"Emmanuel Macron veut marquer un tournant dans les relations de la France avec l'Afrique", selon un chercheur de l'Ifri (INTERVIEW)

Lundi 5 Février 2018

La nouvelle tournée du président français Emmanuel Macron sur le continent africain, qui s'est achevée samedi au Sénégal, s'inscrit dans la continuité de sa volonté de "marquer un tournant majeur dans les relations de Paris avec l'Afrique", estime, dans une interview accordée à Xinhua, le chercheur associé au centre Afrique subsaharienne de l'Ifri (Institut français des relations internationales), François Gaulme.

Après le Burkina Faso, la Côté d'Ivoire et le Ghana fin novembre, le président français a terminé samedi une nouvelle tournée sur le continent africain qui l'a mené de Tunisie au Sénégal. Début décembre, il s'était rendu en Algérie. Fraîchement élu, il s'était déplacé au Mali, le 19 mai 2017, afin de "saluer les troupes" de la force "Barkhane". En juin, il avait également effectué une "visite personnelle" au Maroc.

Le jeune président français, très actif sur la scène internationale, multiple les déplacements sur le continent africain afin de s'inscrire dans la continuité de son discours prononcé le 28 novembre dernier à l'université de Ouagadougou. "Un discours qui, par son contexte, sa forme et son contenu, constitue un tournant majeur, au moins pour le style et les intentions, dans les relations franco-africaines", considère le chercheur François Gaulme.

Emmanuel Macron, "dont le maître-mot est le changement", "voulait se distinguer de ses prédécesseurs", poursuit l'universitaire. "Sa conférence à Ouagadougou devant des étudiants rappelait d'une certaine manière le discours du président Obama au Caire. Elle avait les allures d'un discours programme contenant un catalogue d'actions présenté par le chef de l'Etat lui-même dans la mesure où le gouvernement ne compte aucun ministre du Développement ou de la Coopération", ajoute-il.

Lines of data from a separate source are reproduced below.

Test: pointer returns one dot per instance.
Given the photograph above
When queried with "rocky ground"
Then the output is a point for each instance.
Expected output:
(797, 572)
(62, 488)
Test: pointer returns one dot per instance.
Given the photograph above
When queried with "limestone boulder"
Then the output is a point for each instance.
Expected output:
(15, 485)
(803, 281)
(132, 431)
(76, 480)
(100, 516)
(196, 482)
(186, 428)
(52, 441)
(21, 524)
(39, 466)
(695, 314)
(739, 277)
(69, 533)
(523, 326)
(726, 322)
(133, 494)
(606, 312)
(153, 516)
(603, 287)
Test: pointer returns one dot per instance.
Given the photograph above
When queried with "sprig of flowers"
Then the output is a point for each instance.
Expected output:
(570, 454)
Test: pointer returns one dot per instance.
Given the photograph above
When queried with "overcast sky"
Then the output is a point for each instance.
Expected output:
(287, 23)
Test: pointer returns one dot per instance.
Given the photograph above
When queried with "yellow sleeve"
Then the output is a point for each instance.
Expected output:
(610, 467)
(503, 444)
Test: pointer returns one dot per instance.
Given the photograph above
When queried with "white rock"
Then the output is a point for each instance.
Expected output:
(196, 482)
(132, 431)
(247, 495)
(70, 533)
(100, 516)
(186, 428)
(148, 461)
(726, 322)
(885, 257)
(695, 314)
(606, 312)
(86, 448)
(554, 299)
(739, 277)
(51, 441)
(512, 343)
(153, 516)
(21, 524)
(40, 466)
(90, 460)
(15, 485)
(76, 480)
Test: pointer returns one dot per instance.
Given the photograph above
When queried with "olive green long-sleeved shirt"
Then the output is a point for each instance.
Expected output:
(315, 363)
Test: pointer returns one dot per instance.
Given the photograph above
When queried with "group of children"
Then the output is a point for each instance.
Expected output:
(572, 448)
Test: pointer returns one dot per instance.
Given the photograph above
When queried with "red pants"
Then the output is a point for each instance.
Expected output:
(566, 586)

"Il n'y a plus de politique africaine": cette déclaration allusive d'Emmanuel Macron au début de son discours a été interprétée comme une référence à la "Françafrique". Mais l'on pourrait aussi la prendre au pied de la lettre et la mettre en lien avec la complexité croissante du continent africain.

Pour le moment, ce qui est sûr, c'est que le président français a surtout une politique sahélienne très claire. La région des Grands Lacs, la RDC, la question du Cameroun anglophone qui est pourtant très sérieuse, l'Afrique australe n'ont pas été évoquées jusqu'ici, développe le chercheur.

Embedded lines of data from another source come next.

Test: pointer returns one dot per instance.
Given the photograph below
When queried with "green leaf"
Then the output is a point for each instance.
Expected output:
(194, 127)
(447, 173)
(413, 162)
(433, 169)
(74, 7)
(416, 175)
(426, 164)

"Dans les faits, le premier président de la Ve République à ne pas avoir connu l'époque coloniale poursuit sans rupture observable la démarche africaine de son prédécesseur, donnant priorité, avec l'opération Barkhane, à un engagement militaire direct au Sahel dans le cadre de la lutte internationale contre le terrorisme", résume-t-il.

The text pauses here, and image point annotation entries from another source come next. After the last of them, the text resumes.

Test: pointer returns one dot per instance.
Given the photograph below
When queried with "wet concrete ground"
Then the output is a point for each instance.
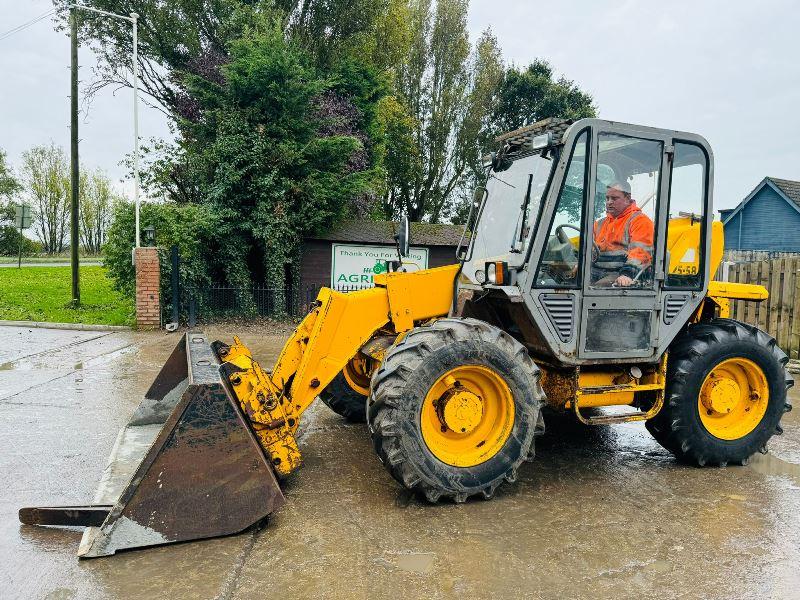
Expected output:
(601, 512)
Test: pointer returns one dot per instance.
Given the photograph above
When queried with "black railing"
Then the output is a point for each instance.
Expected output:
(210, 303)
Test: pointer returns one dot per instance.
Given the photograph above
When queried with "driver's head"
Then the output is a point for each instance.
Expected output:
(618, 198)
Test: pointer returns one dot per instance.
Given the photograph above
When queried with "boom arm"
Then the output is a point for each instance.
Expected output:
(327, 338)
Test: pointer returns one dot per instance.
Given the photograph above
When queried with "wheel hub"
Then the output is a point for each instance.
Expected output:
(722, 395)
(460, 410)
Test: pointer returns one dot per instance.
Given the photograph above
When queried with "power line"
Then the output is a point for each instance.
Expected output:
(19, 28)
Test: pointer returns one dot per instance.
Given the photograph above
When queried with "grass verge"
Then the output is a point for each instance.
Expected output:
(44, 294)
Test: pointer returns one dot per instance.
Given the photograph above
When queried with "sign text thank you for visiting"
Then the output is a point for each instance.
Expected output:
(354, 267)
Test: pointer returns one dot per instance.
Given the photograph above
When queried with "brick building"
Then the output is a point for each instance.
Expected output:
(346, 256)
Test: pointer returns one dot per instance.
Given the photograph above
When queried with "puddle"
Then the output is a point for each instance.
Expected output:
(769, 464)
(416, 563)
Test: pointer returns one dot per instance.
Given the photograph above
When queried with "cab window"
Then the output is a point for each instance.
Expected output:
(627, 190)
(687, 200)
(560, 262)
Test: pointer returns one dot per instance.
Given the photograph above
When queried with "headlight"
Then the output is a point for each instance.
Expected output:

A Ouagadougou comme à Dakar, le président Macron s'est largement adressé à la jeunesse du continent africain. "Aujourd'hui, la démographie galopante de l'Ouest africain y favorise les jeunes mais c'est un facteur d'instabilité structurelle. Il n'est pas sûr que, dans l'état actuel de la situation sécuritaire en Afrique, un appui rhétorique et général au potentiel de changement de la jeunesse ne soit pas porteur de plus d'instabilités et de désordres que de progrès concrets de développement dans l'avenir. Le pari d'Emmanuel Macron reste risqué", relève François Gaulme qui rappelle les liens étroits entre défis démographiques, sécuritaires et migratoires.

Paris mise sur le développement d'une politique éducative pour lutter contre la radicalisation et favoriser le développement économique qui permettra de réduire les tensions migratoires. Or, les dirigeants africains font face à des besoins énormes en termes d'investissements. A l'issue du sommet du Partenariat mondial pour l'éducation (PME), qui a réuni, vendredi, à Dakar, une dizaine de chefs d'État africains, ainsi que des représentants des grands donateurs, Emmanuel Macron a annoncé la hausse de l'engagement français dans ce programme à 200 millions d'euros, contre 17 millions pour la période 2014-2017. La totalité des dons annoncés devrait représenter quelque 2,5 milliards d'euros. Le PME devrait ainsi atteindre son objectif d'accroître ses fonds de 50 %, après avoir réuni 1,7 milliard en 2014-2017.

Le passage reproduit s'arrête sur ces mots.